The firm — which is a technology company with a deep logistics network — is not longer just a seller of clothes, gadgets, groceries and furniture. It is the seller of convenience — to individuals and to businesses.

Amazon delivers goods to customers in under an hour in some countries. It’s experimenting with Amazon Go, a kind of basic grocery store where customers won’t have to deal with a cashier. A raft of technologies, from a smartphone to cameras, will ensure the customer can walk out with goods for which he will be billed automatically.

Meanwhile, Amazon Web Services (AWS), a cloud platform, is slaying it: making mainframe storage obsolete. And technology giants ranging from Microsoft to the omnipresent Google are lagging.

In just five years, Amazon has grown its cloud business from $750 million to an estimated $12 billion this year. In the AWS giant software marketplace, anyone hosting on cloud can buy other software they need and strap it on to the Amazon bill.

That’s the same as telling a shopper he can buy the rug for the living room, and the floor cleaner at the same time. By doing all these things, centred around convenience, Amazon has demonstrated that while it’s a huge company, it behaves like a nimble startup. It’s truly obsessed with how to serve the customer using technology, rather than being focused on competition.

Contrast that with Flipkart’s Founder Sachin Bansal, who is sweating over rivalry when he should be thinking innovation. In the decade Flipkart’s been around, its talked-of customer-centric innovation has been cash-on-delivery. That now risks being strangled in the push for digital payments in India.

Bansal, instead, is collecting acolytes for a kind of Bombay Club — a throwback to the early 1990s when India’s family-run firms lobbied against opening the economy to international ones. That plan was flawed then, as it is now.

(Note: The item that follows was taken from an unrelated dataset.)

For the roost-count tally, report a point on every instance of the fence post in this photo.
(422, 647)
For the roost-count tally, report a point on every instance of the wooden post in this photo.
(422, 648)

Bansal’s emissary seems to be Bhavish Aggarwal, another copycat who founded Ola, modelled on cabhailing service Uber. Aggarwal insists the market is distorted by capital, not innovation. Sure, deep pockets do help, but despite vast troves of money, Uber was browbeaten by smaller rival Didi in China.

Uber is looking beyond, though. It has just set up an artificial intelligence lab, delivers food, is experimenting with driverless cars and shipment delivery. In the shared Uber world, there will be way fewer vehicles, more shared Uber rides. Uber’s emphasis on getting rid of personal vehicles is giving established automakers sleepless nights.

Ola, though, is still very much the ridehailing service. Bansal and Aggarwal, the two poster boys of Indian startups, must know they have spent too much time driving up valuation, and too little reimagining what their business could become. Preventing larger rivals access to the Indian markets will only help make the local firms more pricey, not more innovative.

It doesn’t serve the consumer, but it does serve the promoters. What India needs is startups that make the most of the vast pool of technology talent on offer, to bring convenience to underserved Indians.

In the years they have been around, neither Flipkart nor Ola found ways to truly disrupt the rural marketplace — India’s most parched market — and arguably that offering the most potential. Rural markets lack last-mile connectivity and have poor access to goods and services. A startup that’s able to find a way to plug these gaps has the potential to be as respected as Amazon and as valuable as Uber.

In missing that market and creating a poor also-ran to Amazon and Uber, Indian firms risk writing their own obituary. They shouldn’t expect too many tears at the funeral.